Today my life is dramatically different – in a positive way. I sought help and have worked very hard on my emotional health. I am a truly happy person with so much love in my life. My marriage ended over six years ago, and four and a half years ago I met Jerry who loves me for exactly who I am – with all my strengths, all my weaknesses. I am 100% myself, 100% of the time now – no minimizing. I have the family I have always wanted with his children, Kaitlyn, Chelsea and Eric, all of whom I love with my whole heart. My relationships with my family and friends are the best they have ever been, and I no longer sacrifice any of them for the sake of my partner – because to do that would be to sacrifice myself.

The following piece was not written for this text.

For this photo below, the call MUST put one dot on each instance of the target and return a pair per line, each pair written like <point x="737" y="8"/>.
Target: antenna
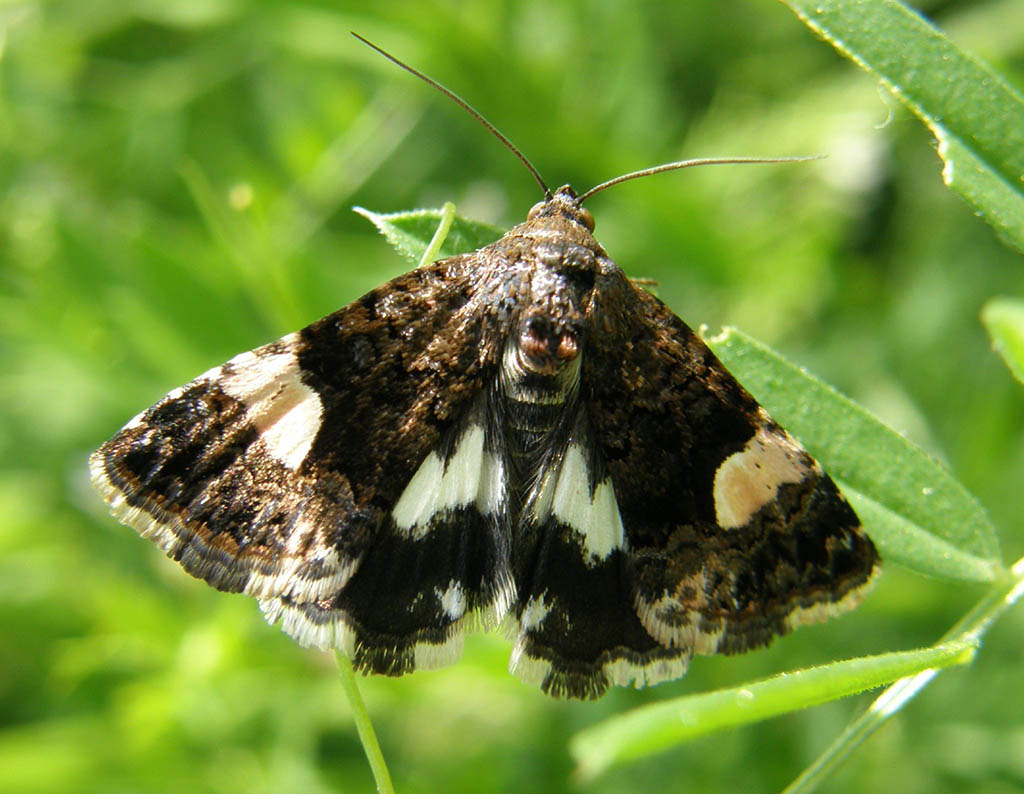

I can still be tough on myself when I get triggered like I have been these last few weeks. When I spoke to my friend Susan last night – I said I am still “pissed” at both John, but also at me for “allowing” myself to be treated badly for so many years. That is why I sat down to write this morning – that is why I am seeing myself now as a “victim” – a word I have never used before to describe myself.
If John or his family are reading this – please try to understand that my intent is not to cause any of you pain, but I understand if it does. This is MY story. These things happened to ME.
These experiences have helped to make me who I am today, and I am a truth-teller. I won’t back down from the truth.
If my story helps even one other person speak up – it is more than worth it. Because here is a hard truth. One in every three women has suffered from domestic abuse. I am one of them – and many of you didn’t know this about me. And I am 100% certain that you know others that are being abused today. You may be one of them. If you are – please hear me loud and clear – the shame of domestic abuse cannot live in the light.
In her TED Talk, by Leslie Morgan Steiner talks about shedding light on domestic abuse – and after watching it today, I felt compelled to shed my own light – to “shed my silence” on this issue.